I find the “Get Started” tutorial on the above-mentioned link (https://shiny.posit.co/r/getstarted/shiny-basics/lesson1/) to be a great starting point if you haven’t used Shiny Apps before.
Evaluation
Report Grading
Your report will be graded according to the following rubric:
Excellent | Great | Acceptable | Somewhat Lacking | Needs Improvement | Missing | |
---|---|---|---|---|---|---|
Formatting: Report is free of major typos; all plots and figures are rendered, and no code chunks / error messages are present. | 5 pts | 4 pts | 3 pts | 2 pts | 1pts | 0 pts |
Content: Report reads narratively (as opposed to a bulleted list), with a clearly indicated research question and an appropriate evidence-based answer to the question | 5 pts | 4 pts | 3 pts | 2 pts | 1pts | 0 pts |
Figures: All figures have clearly and descriptively labeled axes and titles; appropriate color scales and schemes have been utilizes, and all figures are interpreted. | 5 pts | 4 pts | 3 pts | 2 pts | 1pts | 0 pts |
Video Presentation Grading
Video Presentations will be evaluated according to the following rubric:
Excellent | Great | Acceptable | Somewhat Lacking | Needs Improvement | Missing | |
---|---|---|---|---|---|---|
Logistics: Presentation was the required length (at least 7 minutes) wich everyone presenting at least once.
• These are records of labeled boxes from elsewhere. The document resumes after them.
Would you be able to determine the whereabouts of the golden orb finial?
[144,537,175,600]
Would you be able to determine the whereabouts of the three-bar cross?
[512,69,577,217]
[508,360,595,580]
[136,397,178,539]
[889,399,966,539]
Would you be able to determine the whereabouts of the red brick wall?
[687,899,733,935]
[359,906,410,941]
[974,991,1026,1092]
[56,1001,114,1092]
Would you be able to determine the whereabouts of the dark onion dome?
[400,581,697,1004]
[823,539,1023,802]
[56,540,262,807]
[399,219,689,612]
Slides were properly formatted, and contributed to the overall presentation. | 5 pts | 4 pts | 3 pts | 2 pts | 1pts | 0 pts |
Depth: Presentation showcased several interesting findings from the data, and wasn’t just a re-reading of the report | 5 pts | 4 pts | 3 pts | 2 pts | 1pts | 0 pts |
Level: Presentation was not overly technical, and comprehensible to a watcher with limited statistical background | 5 pts | 4 pts | 3 pts | 2 pts | 1pts | 0 pts |
Shiny App Grading
Shiny Apps will be evaluated according to the following rubric:
Video Presentations will be evaluated according to the following rubric:
Excellent | Great | Acceptable | Somewhat Lacking | Needs Improvement | Missing | |
---|---|---|---|---|---|---|
Interactivity: Application has sufficient interactivity, that contributes to the overall app and understanding of the data | 5 pts | 4 pts | 3 pts | 2 pts | 1pts | 0 pts |
Aesthetics/Ease-of-use: Application is easy to use, and user-friendly with clearly labeled inputs and outputs | 5 pts | 4 pts | 3 pts | 2 pts | 1pts | 0 pts |
Content: Application displays appropriate outputs (with no errors/unrendered code), and all figures are presentation-quality | 5 pts | 4 pts | 3 pts | 2 pts | 1pts | 0 pts |
What to Submit
There are two separate upload portals on Gradescope- one for your report, and one for your shiny app.
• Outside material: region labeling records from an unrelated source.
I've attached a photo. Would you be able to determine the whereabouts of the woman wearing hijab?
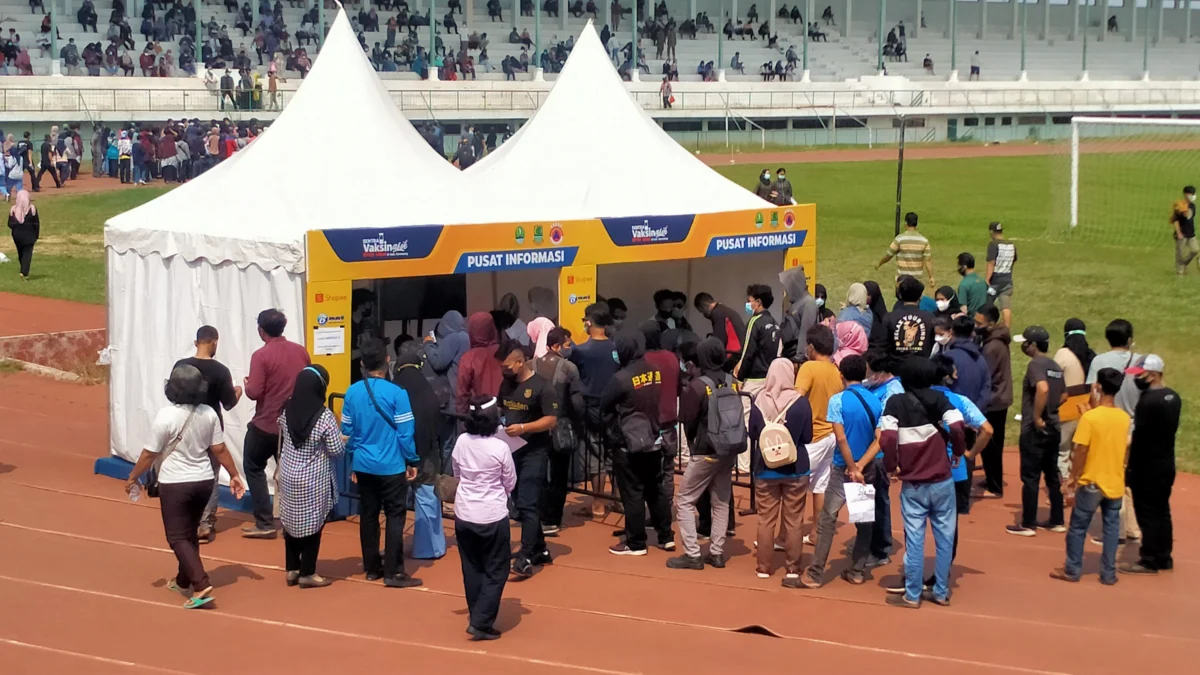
[750,358,812,589]
[276,365,346,589]
[391,340,446,560]
[526,317,554,359]
[833,321,866,364]
[863,281,888,347]
[838,283,874,338]
[8,190,42,281]
[1054,318,1096,478]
When submitting the report, submit only a PDF. Again, only one member in your group needs to submit - they will then need to indicate, on Gradescope, which members were a part of your group.
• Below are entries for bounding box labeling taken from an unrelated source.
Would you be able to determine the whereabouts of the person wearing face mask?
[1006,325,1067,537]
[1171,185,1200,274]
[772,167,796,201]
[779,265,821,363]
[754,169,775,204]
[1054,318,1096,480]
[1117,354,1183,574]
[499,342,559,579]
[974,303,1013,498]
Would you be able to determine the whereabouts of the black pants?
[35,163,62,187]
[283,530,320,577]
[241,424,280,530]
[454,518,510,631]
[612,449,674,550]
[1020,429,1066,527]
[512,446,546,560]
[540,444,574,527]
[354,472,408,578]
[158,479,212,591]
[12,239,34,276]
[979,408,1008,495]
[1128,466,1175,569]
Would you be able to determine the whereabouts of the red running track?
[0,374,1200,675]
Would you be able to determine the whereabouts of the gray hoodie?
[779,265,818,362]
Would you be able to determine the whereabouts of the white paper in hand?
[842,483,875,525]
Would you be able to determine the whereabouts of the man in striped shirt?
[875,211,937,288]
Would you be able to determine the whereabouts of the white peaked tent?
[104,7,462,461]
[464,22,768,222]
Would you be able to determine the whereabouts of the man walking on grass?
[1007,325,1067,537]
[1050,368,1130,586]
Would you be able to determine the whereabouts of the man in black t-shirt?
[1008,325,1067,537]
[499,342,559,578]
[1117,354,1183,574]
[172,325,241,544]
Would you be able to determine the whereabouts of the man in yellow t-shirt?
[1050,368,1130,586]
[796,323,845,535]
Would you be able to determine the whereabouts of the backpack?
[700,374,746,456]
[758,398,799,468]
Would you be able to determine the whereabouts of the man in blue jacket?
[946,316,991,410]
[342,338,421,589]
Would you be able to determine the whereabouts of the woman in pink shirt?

For submitting the Multimedia Component:
- If you are submitting a Video:
- Upload your Video to Google Drive
- Upload your Slides to Google Drive
- Create a document with a link to your Video and a link to your Slides, and upload this document to the Gradescope portal
- If you are submitting a Shiny App:
- Download all of your app files (including any data subfolders) as a
.zip
file - Upload this
.zip
file to the Gradescope portal
- Download all of your app files (including any data subfolders) as a
- If you are submitting a Video:
Please ensure your report is readable, and your videos are uploaded/your zip files open and your app runs correctly. Again, the graders will not be sifting through your code - if your app doesn’t run or your PDF doesn’t open, you will receive a zero on the related grading parts. Thank you for understanding!